I have always been more independent and really hard to make a commitment, from relationships to picking out the same shampoo. It's not that my family was not there for me, because they were, but we had different schedules and that made me have a lot of 'me' time. It got annoying to have any one around me consistently with out wanting to go exclude my self from the world, but I wasn't necessarily a loner.
Boyfriends were really just flings once I got to college, I mean everyone is trying to find themselves at this point. From heartbreaks to just wanting to be single, you start to forget about your childhood dreams of marrying someone and living happily ever after, you are more worried about affording life and having fun (school work too, obviously!). Mom is always right of course though, and with out a doubt when she says the love of your life will come walking in to your life at the most random time, usually when you don't see it coming, it's true. Still stings that I have to say she was right once again.
A lot of people will give me weird looks when I say I'm in a committed relationship in college and before I got into the relationship, I would say the same thing to my friends because I am the last person to be emotional with. It's better when you are actually friends first. I never would of thought I would have ended up with him and even when we first began dating, I never thought it would come to this. Until, we both starting growing up and "adulting together", that's when I realized how truly special this is. It made me realize, it is what relationships are about, growing together and not apart. Splitting bills and helping each other out without even the thought of whose money is whose. You realize you make sacrifices for each other.
I never thought I would have found my person this young, but I have looked back and realized I was having childish relationships before, but this, this is real. When you start putting your significant other in front of you/everything, it is a huge hint. Now don't get me wrong, of course it was not always easy, there will always come times where you question your relationship, but if you be patient and know that things take time, that is truly something waiting for.

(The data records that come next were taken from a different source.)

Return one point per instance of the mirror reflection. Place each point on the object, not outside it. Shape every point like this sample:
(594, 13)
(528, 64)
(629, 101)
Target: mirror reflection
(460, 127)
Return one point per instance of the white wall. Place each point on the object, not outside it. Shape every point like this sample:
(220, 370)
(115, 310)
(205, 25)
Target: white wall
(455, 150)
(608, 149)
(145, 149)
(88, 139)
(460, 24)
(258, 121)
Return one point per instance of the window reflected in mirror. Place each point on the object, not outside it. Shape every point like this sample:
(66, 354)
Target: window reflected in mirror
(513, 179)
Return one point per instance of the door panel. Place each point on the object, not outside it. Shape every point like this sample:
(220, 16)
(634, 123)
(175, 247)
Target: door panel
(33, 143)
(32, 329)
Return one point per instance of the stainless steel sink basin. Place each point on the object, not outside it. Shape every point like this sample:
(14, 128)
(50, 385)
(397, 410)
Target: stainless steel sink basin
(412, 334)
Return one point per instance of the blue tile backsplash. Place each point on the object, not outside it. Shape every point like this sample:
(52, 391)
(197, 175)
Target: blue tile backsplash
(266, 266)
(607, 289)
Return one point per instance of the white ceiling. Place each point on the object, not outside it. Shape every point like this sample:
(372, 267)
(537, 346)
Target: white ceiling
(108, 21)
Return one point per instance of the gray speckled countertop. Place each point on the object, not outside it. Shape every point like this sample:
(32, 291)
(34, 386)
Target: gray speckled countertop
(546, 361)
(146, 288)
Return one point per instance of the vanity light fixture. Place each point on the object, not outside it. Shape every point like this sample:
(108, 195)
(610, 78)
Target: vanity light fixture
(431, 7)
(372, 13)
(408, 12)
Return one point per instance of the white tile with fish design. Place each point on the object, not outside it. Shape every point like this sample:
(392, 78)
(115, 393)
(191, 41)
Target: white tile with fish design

When you actually look at someone and see your life with them, and plan your life with them, your mind set changes. For me, a huge change, I can't even settle on a major, but when I look at him, I know I am home, even if it took me doubts and months to realize that. It's weird finding someone you can't imagine life without. He is the best friend I tell all the drama too, the person I annoy by sticking my feet in their face, and the person that I can actually be my whole self with, which trust me is psycho and weird. I could look at him and tell him "I am tired of you and don't want to deal with you", as harsh as it is for someone to say that to you, he would ignore it and know that I am stressed or upset and knows that I am just saying things to avoid my emotions. He knows I don't mean it and is patient with me and that's the type of person everyone needs. He always makes me mad, but when you can laugh it off, it makes things a lot less stressful. Find a person who you can admit you're wrong too with out even having to say it, a person you can talk to with out making it a screaming debate, a person who if you went traveling with out you wouldn't feel the same because they aren't by your side. I fount that person.